只登校していただけだった小生に、巨大な岩が、続々と落ちてきたのである。岩で牢獄が形成され、小生は囚われの身となった。何も盗みはしていない、誰も殺めてはいない。空満王命にも、お天道様にも、恥じぬ行いをし、「明るきくらし」を送っていたはずが、
なぜ、このような仕打ちを受けるのであろうか。己を見つめ直せ、との教祖様からのお導きなのであろうか。

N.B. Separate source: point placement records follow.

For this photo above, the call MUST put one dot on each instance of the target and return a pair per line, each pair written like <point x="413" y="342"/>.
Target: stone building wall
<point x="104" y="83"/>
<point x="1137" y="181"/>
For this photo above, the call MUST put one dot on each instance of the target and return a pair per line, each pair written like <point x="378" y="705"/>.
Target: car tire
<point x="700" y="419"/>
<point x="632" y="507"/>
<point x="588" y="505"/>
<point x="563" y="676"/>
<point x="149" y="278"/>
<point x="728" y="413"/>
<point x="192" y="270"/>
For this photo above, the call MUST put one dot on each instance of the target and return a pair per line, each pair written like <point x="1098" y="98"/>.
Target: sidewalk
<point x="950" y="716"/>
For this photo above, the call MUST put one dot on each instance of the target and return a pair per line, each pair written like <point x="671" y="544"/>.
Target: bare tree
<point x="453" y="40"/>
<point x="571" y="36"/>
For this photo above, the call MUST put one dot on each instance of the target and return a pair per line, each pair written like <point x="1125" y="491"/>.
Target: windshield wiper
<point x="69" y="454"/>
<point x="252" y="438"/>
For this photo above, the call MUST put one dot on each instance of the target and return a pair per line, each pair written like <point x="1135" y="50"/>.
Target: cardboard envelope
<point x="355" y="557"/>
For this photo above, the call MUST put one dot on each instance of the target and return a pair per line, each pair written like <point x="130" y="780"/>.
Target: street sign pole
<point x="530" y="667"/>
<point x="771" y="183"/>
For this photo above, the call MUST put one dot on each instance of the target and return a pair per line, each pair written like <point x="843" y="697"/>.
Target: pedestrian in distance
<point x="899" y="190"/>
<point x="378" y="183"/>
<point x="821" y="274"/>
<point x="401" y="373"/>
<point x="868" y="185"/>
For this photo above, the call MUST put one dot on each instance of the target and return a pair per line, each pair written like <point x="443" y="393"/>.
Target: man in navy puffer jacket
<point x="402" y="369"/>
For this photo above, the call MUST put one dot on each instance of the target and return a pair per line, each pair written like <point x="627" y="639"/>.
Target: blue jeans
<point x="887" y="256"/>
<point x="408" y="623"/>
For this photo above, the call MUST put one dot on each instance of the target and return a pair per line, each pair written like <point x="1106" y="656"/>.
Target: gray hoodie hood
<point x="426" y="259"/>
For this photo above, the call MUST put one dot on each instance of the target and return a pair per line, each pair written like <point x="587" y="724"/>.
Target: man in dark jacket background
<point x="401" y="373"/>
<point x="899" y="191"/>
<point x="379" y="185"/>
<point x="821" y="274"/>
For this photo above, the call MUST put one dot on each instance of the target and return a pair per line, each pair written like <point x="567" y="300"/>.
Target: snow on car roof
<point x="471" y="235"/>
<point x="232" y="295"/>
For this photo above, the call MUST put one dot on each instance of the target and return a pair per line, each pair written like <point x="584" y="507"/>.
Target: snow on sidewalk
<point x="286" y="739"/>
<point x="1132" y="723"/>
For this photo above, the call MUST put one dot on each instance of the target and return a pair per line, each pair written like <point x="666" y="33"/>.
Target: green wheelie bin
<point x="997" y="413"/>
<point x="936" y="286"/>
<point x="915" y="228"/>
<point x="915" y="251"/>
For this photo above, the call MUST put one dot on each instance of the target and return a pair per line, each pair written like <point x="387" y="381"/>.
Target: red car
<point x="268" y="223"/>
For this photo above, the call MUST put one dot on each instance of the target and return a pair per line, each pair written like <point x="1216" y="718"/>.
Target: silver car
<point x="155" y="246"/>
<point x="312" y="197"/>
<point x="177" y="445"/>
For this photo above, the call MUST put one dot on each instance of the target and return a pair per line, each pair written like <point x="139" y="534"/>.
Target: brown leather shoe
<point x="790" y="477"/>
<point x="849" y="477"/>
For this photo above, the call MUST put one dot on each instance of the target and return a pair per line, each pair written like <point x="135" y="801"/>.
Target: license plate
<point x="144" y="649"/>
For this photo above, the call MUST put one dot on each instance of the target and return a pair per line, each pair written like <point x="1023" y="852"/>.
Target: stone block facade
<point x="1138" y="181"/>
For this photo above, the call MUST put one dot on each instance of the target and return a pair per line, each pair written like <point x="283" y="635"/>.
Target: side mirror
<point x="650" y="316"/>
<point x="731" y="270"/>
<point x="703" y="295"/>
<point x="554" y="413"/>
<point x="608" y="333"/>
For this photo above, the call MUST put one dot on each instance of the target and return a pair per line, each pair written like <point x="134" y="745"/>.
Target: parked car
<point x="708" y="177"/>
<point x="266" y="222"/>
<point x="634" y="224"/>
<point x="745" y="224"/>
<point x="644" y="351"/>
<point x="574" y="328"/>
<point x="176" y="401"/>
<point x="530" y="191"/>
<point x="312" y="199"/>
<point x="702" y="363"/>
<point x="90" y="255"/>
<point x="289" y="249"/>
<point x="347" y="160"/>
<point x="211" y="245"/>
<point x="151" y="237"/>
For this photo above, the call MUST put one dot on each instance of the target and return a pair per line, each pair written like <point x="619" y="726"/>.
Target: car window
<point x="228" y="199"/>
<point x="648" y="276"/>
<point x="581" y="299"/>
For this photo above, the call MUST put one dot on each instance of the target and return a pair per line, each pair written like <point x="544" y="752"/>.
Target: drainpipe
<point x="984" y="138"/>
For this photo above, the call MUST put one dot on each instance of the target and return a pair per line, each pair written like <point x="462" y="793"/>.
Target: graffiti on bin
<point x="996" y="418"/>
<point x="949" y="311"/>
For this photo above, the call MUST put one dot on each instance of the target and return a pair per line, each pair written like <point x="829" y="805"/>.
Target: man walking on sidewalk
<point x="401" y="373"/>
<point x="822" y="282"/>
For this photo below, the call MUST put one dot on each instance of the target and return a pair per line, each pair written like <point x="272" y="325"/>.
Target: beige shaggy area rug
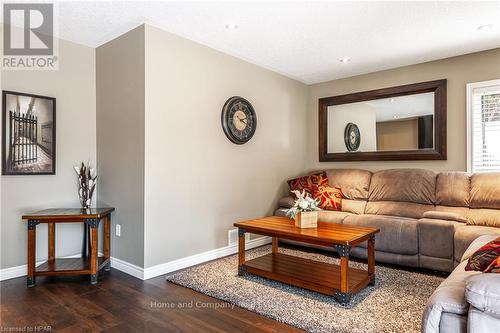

とりあえず、生きていて幸いである。当たり所が悪ければ、今頃は齢十九の若さにて此の世を出直していたであろう。なぜ、小生が拘束されねばならぬのだ。何たる災厄であることか!
健全な男子であるならば、このような岩壁、打ち砕くなり、押し出すなりして、己の力で脱出せんと動くべきである。しかし、言うは易く、行うは難し。生憎、小生は生まれながらにして小食、米飯はお茶碗一杯、味噌汁一杯、焼き魚一尾あれば足りる。体格は貧相、馬穴一杯の水を運ぶだけで、玉のような汗を流し、険しき山道を走らされるが如き疲労に見舞われる頼り無き男。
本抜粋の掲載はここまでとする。